On Tuesday, 25 April 2017 at 09:09:00 UTC, Ola Fosheim Grøstad
wrote:
On Monday, 24 April 2017 at 17:48:50 UTC, Stefan Koch wrote:
[...]
Oh, ok. AFAIK The decoding of indexing modes into micro-ops
(the real instructions used inside the CPU, not the actual
op-codes) has no effect on the caching system. It may however
compress the generated code so you don't flush the instruction
cache and speed up the decoding of op-codes into micro-ops.
If you want to improve cache loads you have to consider when to
use the "prefetch" instructions, but the effect (positive or
negative) varies greatly between CPU generations so you will
basically need to target each CPU-generation individually.
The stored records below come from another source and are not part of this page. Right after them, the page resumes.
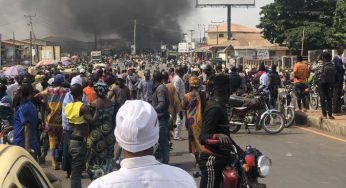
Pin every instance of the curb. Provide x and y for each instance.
(335, 126)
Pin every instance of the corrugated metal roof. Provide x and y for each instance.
(236, 28)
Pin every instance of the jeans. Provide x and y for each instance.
(326, 98)
(78, 151)
(211, 168)
(66, 157)
(179, 123)
(337, 93)
(300, 93)
(163, 140)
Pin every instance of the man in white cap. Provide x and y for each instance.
(137, 132)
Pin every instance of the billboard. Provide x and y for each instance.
(225, 2)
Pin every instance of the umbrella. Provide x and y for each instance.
(66, 63)
(14, 71)
(65, 59)
(26, 62)
(44, 63)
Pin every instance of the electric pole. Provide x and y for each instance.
(217, 30)
(191, 33)
(32, 34)
(134, 35)
(14, 48)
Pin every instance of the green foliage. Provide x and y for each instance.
(283, 22)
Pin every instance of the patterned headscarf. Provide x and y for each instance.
(101, 89)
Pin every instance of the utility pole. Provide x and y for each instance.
(229, 25)
(191, 33)
(217, 30)
(14, 48)
(302, 51)
(134, 35)
(32, 34)
(30, 48)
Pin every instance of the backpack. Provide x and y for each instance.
(274, 81)
(328, 74)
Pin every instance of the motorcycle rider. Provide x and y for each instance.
(214, 158)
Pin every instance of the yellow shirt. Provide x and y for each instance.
(72, 111)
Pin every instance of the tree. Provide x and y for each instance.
(283, 22)
(339, 24)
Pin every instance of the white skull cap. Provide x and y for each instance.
(137, 127)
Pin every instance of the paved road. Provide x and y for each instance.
(300, 158)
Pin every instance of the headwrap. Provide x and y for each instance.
(194, 82)
(101, 89)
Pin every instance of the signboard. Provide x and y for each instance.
(262, 54)
(183, 47)
(225, 2)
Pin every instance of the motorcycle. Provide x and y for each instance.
(245, 169)
(285, 105)
(6, 132)
(243, 111)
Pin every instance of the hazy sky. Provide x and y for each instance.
(12, 19)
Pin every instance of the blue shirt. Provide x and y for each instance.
(68, 99)
(25, 114)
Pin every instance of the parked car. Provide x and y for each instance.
(19, 169)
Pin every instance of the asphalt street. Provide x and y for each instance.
(301, 159)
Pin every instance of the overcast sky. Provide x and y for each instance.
(12, 19)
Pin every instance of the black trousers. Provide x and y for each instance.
(300, 93)
(337, 93)
(326, 91)
(211, 168)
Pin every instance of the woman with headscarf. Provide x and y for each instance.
(101, 139)
(193, 104)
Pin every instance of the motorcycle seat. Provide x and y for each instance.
(236, 101)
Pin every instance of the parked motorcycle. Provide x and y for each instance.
(256, 112)
(285, 105)
(6, 132)
(245, 169)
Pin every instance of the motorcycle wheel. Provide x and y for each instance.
(273, 122)
(314, 103)
(234, 128)
(289, 120)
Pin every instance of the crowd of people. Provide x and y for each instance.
(80, 111)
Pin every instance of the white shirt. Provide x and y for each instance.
(264, 82)
(179, 85)
(145, 172)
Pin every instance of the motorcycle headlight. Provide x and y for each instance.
(263, 166)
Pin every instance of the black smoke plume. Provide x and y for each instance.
(157, 20)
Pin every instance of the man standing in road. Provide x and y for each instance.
(326, 83)
(137, 132)
(160, 102)
(54, 96)
(25, 121)
(300, 72)
(145, 88)
(339, 83)
(180, 87)
(132, 82)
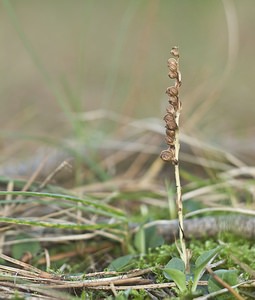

Probably too much work to be worthwhile as it usually doesn't
pay off until you work on large datasets and then you usually
have to be careful with partitioning the data into
cache-friendly working-sets. Probably not so easy to do for a
JIT.
You'll probably get a decent performance boost without worrying
about caching too much in the first implementation anyway. Any
gains in that area could be obliterated in the next CPU
generation... :-/
It's already the case. Intel and AMD (especially in Ryzen)
strongly discourage the use of prefetch instructions since at
least Core2 and Athlon64. The icache cost rarely pays off and
very often breaks the auto-prefetcher algorithms by spoiling
memory bandwidth.